Matrices Help

[Mathlete]

I was working through an old Precalculus state test, when I came across this problem:



I'm not sure how to solve this and haven't been able to find a good search result.

I can't figure out how to solve a 3x3 Matrix. I tried checking a few sites, but I cannot find a guide that I understand.

I would be very grateful for help.

 

[Bob Brown MSEE]

determinant = 0

Lookup determinant.

 

[soroban]

Hello, Mathlete!

\(\displaystyle \text{6. Solve for }x\!:\;\;\begin{vmatrix}x & 14 & 15 \\ 0 & x\!-\!2 & 20 \\ 0&0&x\!-\!3\end{vmatrix} \:=\:0\)

\(\displaystyle (a)\;\{0,\,2,\,\text{-}3\} \quad (b)\;\{14,\,20,\,0\} \quad (c)\;\{3,\,\text{-}2,\,0\} \quad (d)\;\{0,\,2,\,3\} \quad (e)\;\{\text{-}3,\,\text{-}2,\,0\}\)

I assume that you found a site that explains determinants.
I will use the Co-Factor Method, down the first column.

. . . . . . . . . . . \(\displaystyle \begin{vmatrix}x & 14 & 15 \\ 0 & x\!-\!2 & 20 \\ 0&0&x\!-\!3\end{vmatrix} \;=\;0\)
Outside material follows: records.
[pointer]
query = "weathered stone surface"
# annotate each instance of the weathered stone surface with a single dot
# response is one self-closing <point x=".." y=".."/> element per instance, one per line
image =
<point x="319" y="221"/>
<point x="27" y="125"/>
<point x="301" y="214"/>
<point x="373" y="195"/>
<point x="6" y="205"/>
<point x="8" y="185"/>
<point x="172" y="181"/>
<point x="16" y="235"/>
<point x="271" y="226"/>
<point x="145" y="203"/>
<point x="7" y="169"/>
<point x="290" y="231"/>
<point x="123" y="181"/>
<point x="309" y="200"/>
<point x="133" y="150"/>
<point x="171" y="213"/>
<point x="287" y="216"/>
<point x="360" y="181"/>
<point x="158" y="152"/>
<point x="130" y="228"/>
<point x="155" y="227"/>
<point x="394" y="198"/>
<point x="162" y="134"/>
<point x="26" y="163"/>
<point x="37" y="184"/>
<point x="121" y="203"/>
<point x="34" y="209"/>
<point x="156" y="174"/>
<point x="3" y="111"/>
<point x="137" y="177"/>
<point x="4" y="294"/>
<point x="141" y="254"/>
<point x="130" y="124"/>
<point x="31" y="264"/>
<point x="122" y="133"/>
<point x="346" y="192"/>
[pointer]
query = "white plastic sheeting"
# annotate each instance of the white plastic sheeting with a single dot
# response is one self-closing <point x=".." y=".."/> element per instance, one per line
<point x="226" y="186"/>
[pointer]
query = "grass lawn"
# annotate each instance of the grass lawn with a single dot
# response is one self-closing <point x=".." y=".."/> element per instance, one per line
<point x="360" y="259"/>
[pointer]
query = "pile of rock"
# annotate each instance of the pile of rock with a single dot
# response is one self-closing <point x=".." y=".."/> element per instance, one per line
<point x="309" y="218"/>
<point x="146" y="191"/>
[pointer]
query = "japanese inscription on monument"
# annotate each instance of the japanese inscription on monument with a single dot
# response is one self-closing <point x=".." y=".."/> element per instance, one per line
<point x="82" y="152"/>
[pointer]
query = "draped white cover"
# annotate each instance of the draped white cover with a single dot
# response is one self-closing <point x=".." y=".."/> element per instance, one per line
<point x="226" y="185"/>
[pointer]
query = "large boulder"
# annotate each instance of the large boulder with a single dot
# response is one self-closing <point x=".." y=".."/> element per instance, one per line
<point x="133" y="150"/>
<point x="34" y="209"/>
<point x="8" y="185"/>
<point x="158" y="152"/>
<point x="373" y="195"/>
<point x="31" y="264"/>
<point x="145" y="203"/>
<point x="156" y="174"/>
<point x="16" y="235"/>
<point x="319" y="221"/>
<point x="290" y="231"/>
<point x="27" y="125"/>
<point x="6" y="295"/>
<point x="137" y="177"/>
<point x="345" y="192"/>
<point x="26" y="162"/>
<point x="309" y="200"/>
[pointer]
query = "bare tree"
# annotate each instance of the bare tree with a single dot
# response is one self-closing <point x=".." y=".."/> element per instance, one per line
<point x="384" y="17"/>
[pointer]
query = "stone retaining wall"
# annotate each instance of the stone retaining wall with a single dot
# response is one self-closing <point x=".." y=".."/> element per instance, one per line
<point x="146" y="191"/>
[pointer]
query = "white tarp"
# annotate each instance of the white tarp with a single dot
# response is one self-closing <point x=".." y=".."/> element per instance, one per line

\(\displaystyle x\,\begin{vmatrix}x\!-\!2 & 20 \\ 0 & x\!-\!3\end{vmatrix} - 0\,\begin{vmatrix}14&15 \\ 0 & x\!-\!3\end{vmatrix} + 0\,\begin{vmatrix}14&15 \\ x\!-\!2 & 20\end{vmatrix} \;=\;0 \)

. . . . . \(\displaystyle x\big[(x-2)(x-3) - 0\big] - 0 + 0 \;=\;0\)

. . . . . . . . . \(\displaystyle x(x-2)(x-3) \;=\;0\)

. . . . . . . . .\(\displaystyle x \;=\;0,\,2,\,3\;\;\text{ answer (d)}\)

 

[stapel]

I'm not sure how to solve this and haven't been able to find a good search result.

I can't figure out how to solve a 3x3 Matrix.

Like the first reply suggested, the keyword you need is "determinant". The absolute-value-type bars on the matrix indicate that this is actually the determinant of the matrix, and not the matrix itself.

The second reply gave out the answer (sorry!), but if you'd like to understand how to do determinants yourself, there are loads of online resources on this topic (link).

 

[Mathlete]

Thank you! Very helpful!

I was able to find out how to do it by searching for "determinant".

 

[HallsofIvy]

By the way, this was an "upper triangular" matrix, having only "0" below the main diagonal. "Expanding on the first column" will immediately show you that the determinant of such a matrix is just the product of the numbers on the main diagonal.